It is the start of a new school year and administrators are scrambling to fill their classrooms with qualified teachers. The problem is that they are hard to find.
There are many reasons for the shortage in teachers across America. Some teachers after starting out, are finding that it is just not for them. Many are choosing to go into a different line of work. Teachers from the “Baby Boom” era are retiring in droves. Many young teachers are dissatisfied with the “No Child Left Behind” law. The stronger emphasis on testing more is frustrating teachers. There has been a lot of negative news this past year on education, too. It seems like everyday there is a teacher going to court or jail over their actions with students of the opposite sex.
It takes a good five years before a young teacher has the full experience to hit their stride as a good qualified educator. The thing is that most teachers are leaving the profession before that happens. The National Education Association (NEA) claims that 24% of all teachers nation wise have less than 4 years experience. In some remote areas of the country, it is even higher than that.
Younger teachers rely on the older teachers for support and advise in dealing with certain situations of teaching and discipline. The problem is that there are less older teachers to help out. This problem has been growing the past five years and is getting worst.
Finances have also played a major part in the teacher reduction,too. Many school districts are financially strapped for money. Young teachers are hired and after a year or two, they move on to a better paying district. Smaller districts require teachers to do other things. Some are asked to coach or supervise other extracurricular activities. Many young teachers just starting out ,would rather work to get their classes on solid ground first. However, since a lot of teachers don’t have tenure, they have to do what the district wants. Many are doing coaching jobs that they aren’t qualified to do. Teaching plus coaching means long hours. This also means nights away from their family.
Many young teachers begin their professions with high expectations. However, after a few short months, they realize that have made the wrong decision. Add to this, the attraction of major industry sweeping up science and math educators. The field of technology is growing so fast that these two areas are offering well paying jobs in the commercial sector.
To help solve the teacher shortage, many retired teachers are being coaxed to come back out of retirement. A lot of retired teachers are hindered by their retirement benefits in returning to the classroom. If they return to full time work, they could lose their retirement checks. Some States will let teachers return but, only on a part time basis. It would appear that many States are going to have to waive their rules on retirement, if they want qualified teachers in the classrooms.

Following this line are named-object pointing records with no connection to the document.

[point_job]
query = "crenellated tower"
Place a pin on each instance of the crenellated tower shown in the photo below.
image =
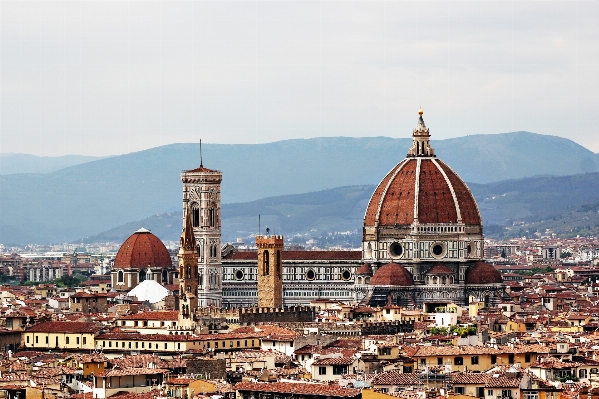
(270, 271)
(201, 200)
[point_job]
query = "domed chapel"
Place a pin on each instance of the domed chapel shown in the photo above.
(423, 238)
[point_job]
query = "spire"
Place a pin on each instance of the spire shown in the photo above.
(187, 237)
(201, 160)
(421, 146)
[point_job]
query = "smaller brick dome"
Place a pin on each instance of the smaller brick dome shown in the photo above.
(364, 270)
(142, 249)
(483, 273)
(392, 274)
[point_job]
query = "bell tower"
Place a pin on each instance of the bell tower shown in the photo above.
(188, 273)
(270, 271)
(201, 196)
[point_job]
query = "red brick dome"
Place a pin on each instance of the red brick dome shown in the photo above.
(439, 193)
(392, 274)
(483, 273)
(364, 270)
(142, 249)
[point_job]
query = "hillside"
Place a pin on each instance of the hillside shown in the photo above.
(81, 200)
(568, 205)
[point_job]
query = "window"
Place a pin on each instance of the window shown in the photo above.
(385, 351)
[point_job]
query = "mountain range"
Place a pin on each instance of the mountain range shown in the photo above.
(82, 200)
(567, 205)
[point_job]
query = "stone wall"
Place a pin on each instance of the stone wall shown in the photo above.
(209, 368)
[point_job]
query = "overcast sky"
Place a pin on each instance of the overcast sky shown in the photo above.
(101, 78)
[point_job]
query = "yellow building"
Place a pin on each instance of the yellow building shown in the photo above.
(61, 335)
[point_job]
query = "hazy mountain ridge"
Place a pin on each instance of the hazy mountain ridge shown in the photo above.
(26, 163)
(568, 205)
(81, 200)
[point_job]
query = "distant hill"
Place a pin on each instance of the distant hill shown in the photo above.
(81, 200)
(568, 205)
(25, 163)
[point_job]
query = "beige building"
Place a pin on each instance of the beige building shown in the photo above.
(61, 335)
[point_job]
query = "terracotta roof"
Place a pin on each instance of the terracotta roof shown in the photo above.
(161, 315)
(396, 377)
(364, 270)
(299, 255)
(393, 200)
(482, 273)
(142, 249)
(298, 388)
(440, 269)
(392, 274)
(66, 327)
(334, 361)
(131, 371)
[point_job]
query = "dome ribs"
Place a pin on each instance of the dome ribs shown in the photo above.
(397, 205)
(372, 211)
(468, 207)
(435, 201)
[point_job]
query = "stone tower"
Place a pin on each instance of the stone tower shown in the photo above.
(188, 273)
(270, 271)
(201, 195)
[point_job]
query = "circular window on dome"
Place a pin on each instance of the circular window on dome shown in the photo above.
(438, 250)
(346, 275)
(396, 250)
(469, 250)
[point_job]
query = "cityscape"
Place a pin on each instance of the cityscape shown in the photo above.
(247, 200)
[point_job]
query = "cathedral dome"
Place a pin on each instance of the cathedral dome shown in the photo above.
(142, 249)
(364, 270)
(392, 274)
(421, 189)
(483, 273)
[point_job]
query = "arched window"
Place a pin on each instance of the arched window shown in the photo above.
(279, 265)
(195, 215)
(211, 216)
(266, 264)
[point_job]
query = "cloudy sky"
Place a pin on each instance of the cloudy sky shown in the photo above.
(101, 78)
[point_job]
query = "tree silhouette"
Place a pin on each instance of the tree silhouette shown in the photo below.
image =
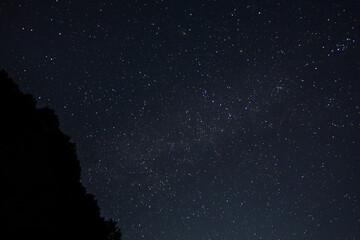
(42, 195)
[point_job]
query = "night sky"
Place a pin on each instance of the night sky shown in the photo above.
(202, 120)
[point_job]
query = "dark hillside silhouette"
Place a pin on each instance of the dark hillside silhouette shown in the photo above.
(42, 195)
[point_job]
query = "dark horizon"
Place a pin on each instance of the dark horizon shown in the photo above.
(202, 119)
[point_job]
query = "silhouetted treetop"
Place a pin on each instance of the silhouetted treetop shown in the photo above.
(40, 175)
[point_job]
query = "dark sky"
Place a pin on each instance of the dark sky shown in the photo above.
(202, 120)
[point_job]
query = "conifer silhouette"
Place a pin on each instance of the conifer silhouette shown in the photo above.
(42, 195)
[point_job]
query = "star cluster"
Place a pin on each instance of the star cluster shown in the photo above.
(202, 119)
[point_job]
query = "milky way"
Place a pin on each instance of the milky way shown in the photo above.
(202, 119)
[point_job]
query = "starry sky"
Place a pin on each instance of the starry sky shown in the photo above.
(202, 120)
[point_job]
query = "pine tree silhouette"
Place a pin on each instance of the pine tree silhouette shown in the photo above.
(42, 195)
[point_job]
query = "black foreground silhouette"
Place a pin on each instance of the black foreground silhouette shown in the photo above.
(42, 195)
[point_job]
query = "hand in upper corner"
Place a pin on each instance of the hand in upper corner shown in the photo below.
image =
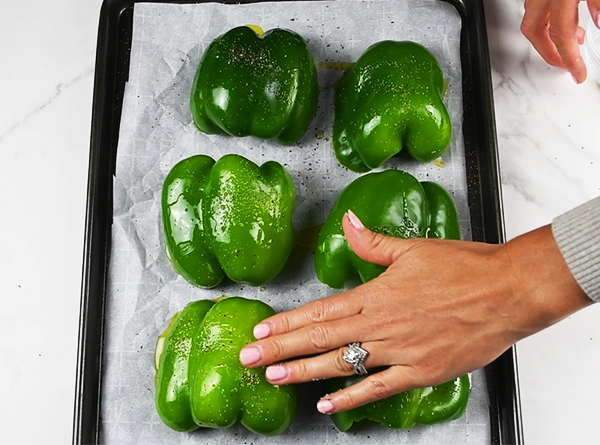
(552, 27)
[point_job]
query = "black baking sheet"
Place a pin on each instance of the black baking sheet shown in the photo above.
(112, 69)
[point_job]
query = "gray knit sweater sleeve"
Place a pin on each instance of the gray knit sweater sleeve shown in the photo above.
(577, 234)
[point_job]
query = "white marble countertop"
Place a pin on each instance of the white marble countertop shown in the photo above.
(549, 159)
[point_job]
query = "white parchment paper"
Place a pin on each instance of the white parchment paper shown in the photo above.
(157, 131)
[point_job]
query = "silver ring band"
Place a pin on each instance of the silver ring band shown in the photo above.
(355, 355)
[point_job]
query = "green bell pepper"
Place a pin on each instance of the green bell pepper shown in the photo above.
(228, 218)
(200, 381)
(248, 83)
(391, 202)
(423, 406)
(394, 203)
(390, 98)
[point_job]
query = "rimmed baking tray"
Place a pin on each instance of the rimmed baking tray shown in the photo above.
(111, 75)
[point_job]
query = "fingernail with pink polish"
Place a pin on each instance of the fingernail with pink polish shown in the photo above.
(261, 331)
(325, 406)
(249, 356)
(356, 223)
(276, 372)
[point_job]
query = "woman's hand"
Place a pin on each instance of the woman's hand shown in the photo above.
(552, 26)
(441, 309)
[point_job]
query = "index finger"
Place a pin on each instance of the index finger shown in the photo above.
(564, 26)
(535, 25)
(322, 310)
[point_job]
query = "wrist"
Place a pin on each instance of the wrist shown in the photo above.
(544, 288)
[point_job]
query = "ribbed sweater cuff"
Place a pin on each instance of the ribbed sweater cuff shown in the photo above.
(577, 234)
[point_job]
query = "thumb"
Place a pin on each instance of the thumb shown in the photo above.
(370, 246)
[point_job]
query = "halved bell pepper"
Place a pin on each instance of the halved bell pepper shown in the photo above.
(423, 406)
(391, 98)
(250, 83)
(391, 202)
(200, 381)
(228, 218)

The Illinois Education Research Council claims that experience isn’t everything. Young enthusiastic teachers with new up to date ideas and teaching philosophies can do wonders in the classroom. However, the trick is to keep them motivated. This is where the five year hump comes into play. Administrators have to find a way to getting their teachers to that point and past it.
Each year new teachers are required to take certification tests to prove their competence in teaching. Some of these tests have become over whelming and just aren’t worth going through for many new teachers.
Young college students don’t get any real experience until their Senior year in College when they do their Student Teaching. Then, when they step into a classroom for the first time, they realize what is involved and are immediately turned off. They quickly realize that they have wasted years of money and training for something that they don’t want to do.
So what can administrators and school districts do to improve the ranks of educators in America?
One thought is that of, creating a larger teacher pool inside America. But, how do you encourage more young people to go into the field of teacher education? One way might be to pay for some of their education. In the commercial sector, more and more companies are helping to pay for the cost of an individuals education. Maybe The Country as well as individual States should look into this idea. Some districts are already giving out signing bonus’s to attract young teachers out of college. This hurts the financially strapped districts that can’t afford to do so. Another idea, is to have a nation wide drive to put more teachers into the teaching pool.
It use to be that being a teacher, was a commendable area to go into. However, it seems like lately the negative outweighs the positives. An individual going into the teaching profession needs to understand what they are getting into. There are longer hours involved, constant awareness and observation of your students, less pay than other jobs, more responsibilities, and the challenge at the same time of caring for your own family needs.
Like the “No child Left Behind Act”, there needs to be a concentration in the area of supply and demand for teachers. Until that is done, there will continue to be a problem with a teacher shortage in America.
About the writer: I am a student teacher supervisor for a Midwestern college. I have 38 years experience in the field of education.